Alf Dickie worked as an engineering tradesman until he reached the age of 30 years, when he answered the call to join the ministry of the Presbyterian Church. Notebooks reveal a deep interest in biblical studies from a young age. After ordination he served in several parishes before coming, in 1943, to the Parish of North Essendon. It is not evident as to the influences that moved him towards a radical political viewpoint. In 1947, he took part in a May Day march with a group of clergy led by the Anglican Dean, Henry Langley. The following May Day he addressed a Yarra Bank gathering identifying himself with trade union calls for a more equitable economic system.
In 1949 the Australian Peace Council was formed and Dickie became its first chairperson. This was at an early stage of the Cold War. The council’s policy came under the influence of communists and Dickie was publicly vilified as a ‘fellow traveller’ of the Communist Party. However, it would seem from the records that while Dickie encouraged dialogue with Marxists he sought his own directions, in the light of his Christian beliefs, on how to create a more peaceful and just world. His special concern was the nuclear arms race. He saw his mission as mobilising ordinary people against the war-like policies of governments. He believed that if governments were to exercise the immense power opened up to them by nuclear science ‘they will bring doom on God’s creation’.
In 1951 Dickie was among a group of clergy who set up the Peace Quest Forum to ‘provide an opportunity for conflicting views upon politics that made for war and peace’ to be heard.
It was not only in the media and parliament that Dickie was accused of communist leanings and being disloyal to his country.
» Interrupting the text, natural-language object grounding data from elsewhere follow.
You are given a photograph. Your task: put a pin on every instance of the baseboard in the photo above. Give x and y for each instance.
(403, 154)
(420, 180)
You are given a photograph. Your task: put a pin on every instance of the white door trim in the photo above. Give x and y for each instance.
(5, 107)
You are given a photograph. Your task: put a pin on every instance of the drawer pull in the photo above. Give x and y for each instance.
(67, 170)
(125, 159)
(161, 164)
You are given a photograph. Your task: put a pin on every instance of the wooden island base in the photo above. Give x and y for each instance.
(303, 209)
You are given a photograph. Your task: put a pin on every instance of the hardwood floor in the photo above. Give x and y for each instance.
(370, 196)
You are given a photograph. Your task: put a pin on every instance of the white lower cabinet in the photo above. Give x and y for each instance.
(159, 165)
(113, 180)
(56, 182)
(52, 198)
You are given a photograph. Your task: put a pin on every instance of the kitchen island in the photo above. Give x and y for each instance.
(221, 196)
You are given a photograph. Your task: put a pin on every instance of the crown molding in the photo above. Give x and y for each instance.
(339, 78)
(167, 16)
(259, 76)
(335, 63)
His parishioners were disturbed by not only what they read in the media but heard personally in his weekly sermons. He faced his parishioners with a willingness to discuss their concerns, setting down his beliefs in a tract, Should Such a Faith Offend, in order that his parishioners ‘may judge the truth or error of the rumours’. He was not, he said, a communist by affiliation or philosophy but one who believed ‘Christians should be working to change the present order of society’.
Like Coaldrake, Dickie slowly won the respect of his Christian brethren. He was elected to serve as Moderator of the Presbyterian Church, from 1965 to 1966, and he held the post of Executive Officer of the Presbytery of Melbourne, from 1968 to 1972.